With the support of the BRC, Meneka has worked on projects including the longitudinal study, “Cognitive fMRI: surgery in temporal lobe epilepsy”, with novel descriptions of post-surgical plasticity in memory and language networks; “Improving the precision of presurgical functional imaging” (in collaboration with UCL Centre for Medical Image Computing-Prof Geoff Parker); and the “Development of resting state fMRI protocols, using hyperband imaging in people with epilepsy”.
Meneka has worked with research assistant, Ms Amrita Gupta, on a clinical service evaluation looking at the “short and longer term complications of invasive EEG recordings”. This has forged the basis of an imaging study to study regional and remote brain atrophy associated with cognitive and behavioural effects in people who have had invasive EEG but did not proceed to surgery.
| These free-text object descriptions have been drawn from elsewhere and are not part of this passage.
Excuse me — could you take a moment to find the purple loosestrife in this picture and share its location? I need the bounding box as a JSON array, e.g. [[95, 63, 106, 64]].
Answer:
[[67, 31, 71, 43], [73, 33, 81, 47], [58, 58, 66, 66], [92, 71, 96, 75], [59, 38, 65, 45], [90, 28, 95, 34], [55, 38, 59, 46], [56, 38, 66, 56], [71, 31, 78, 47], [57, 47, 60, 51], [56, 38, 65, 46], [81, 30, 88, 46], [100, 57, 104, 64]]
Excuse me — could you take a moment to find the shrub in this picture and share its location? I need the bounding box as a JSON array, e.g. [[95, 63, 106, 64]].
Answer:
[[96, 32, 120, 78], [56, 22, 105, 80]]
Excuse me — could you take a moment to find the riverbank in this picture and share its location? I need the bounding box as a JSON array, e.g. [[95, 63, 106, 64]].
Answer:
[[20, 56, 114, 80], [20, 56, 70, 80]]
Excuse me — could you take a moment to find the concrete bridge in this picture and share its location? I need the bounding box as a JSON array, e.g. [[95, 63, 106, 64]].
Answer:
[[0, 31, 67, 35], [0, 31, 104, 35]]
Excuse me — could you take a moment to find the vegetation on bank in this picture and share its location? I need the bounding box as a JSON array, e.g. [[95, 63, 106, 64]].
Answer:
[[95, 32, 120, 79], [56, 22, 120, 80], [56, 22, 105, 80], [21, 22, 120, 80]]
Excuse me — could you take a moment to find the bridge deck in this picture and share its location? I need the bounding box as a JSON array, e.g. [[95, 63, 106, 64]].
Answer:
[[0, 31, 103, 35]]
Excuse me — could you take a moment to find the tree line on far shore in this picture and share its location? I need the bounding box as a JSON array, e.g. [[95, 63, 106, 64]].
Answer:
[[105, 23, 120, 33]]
Meneka has recently secured MRC-CARP funding to describe and predict outcomes following less invasive studies for refractory focal epilepsy, including LITT, which is now available at Kings College Hospital.
Umesh Vivekananda

Dr Umesh Vivekananda was supported by the BRC between 2023-2024. He has contributed to the key theme of advancing the use of optically pumped magnetoencephalography (MEG) in the management of epilepsy. He has recently been awarded a Wellcome Career Development Award towards “Understanding the neural mechanisms of anhedonia in epilepsy.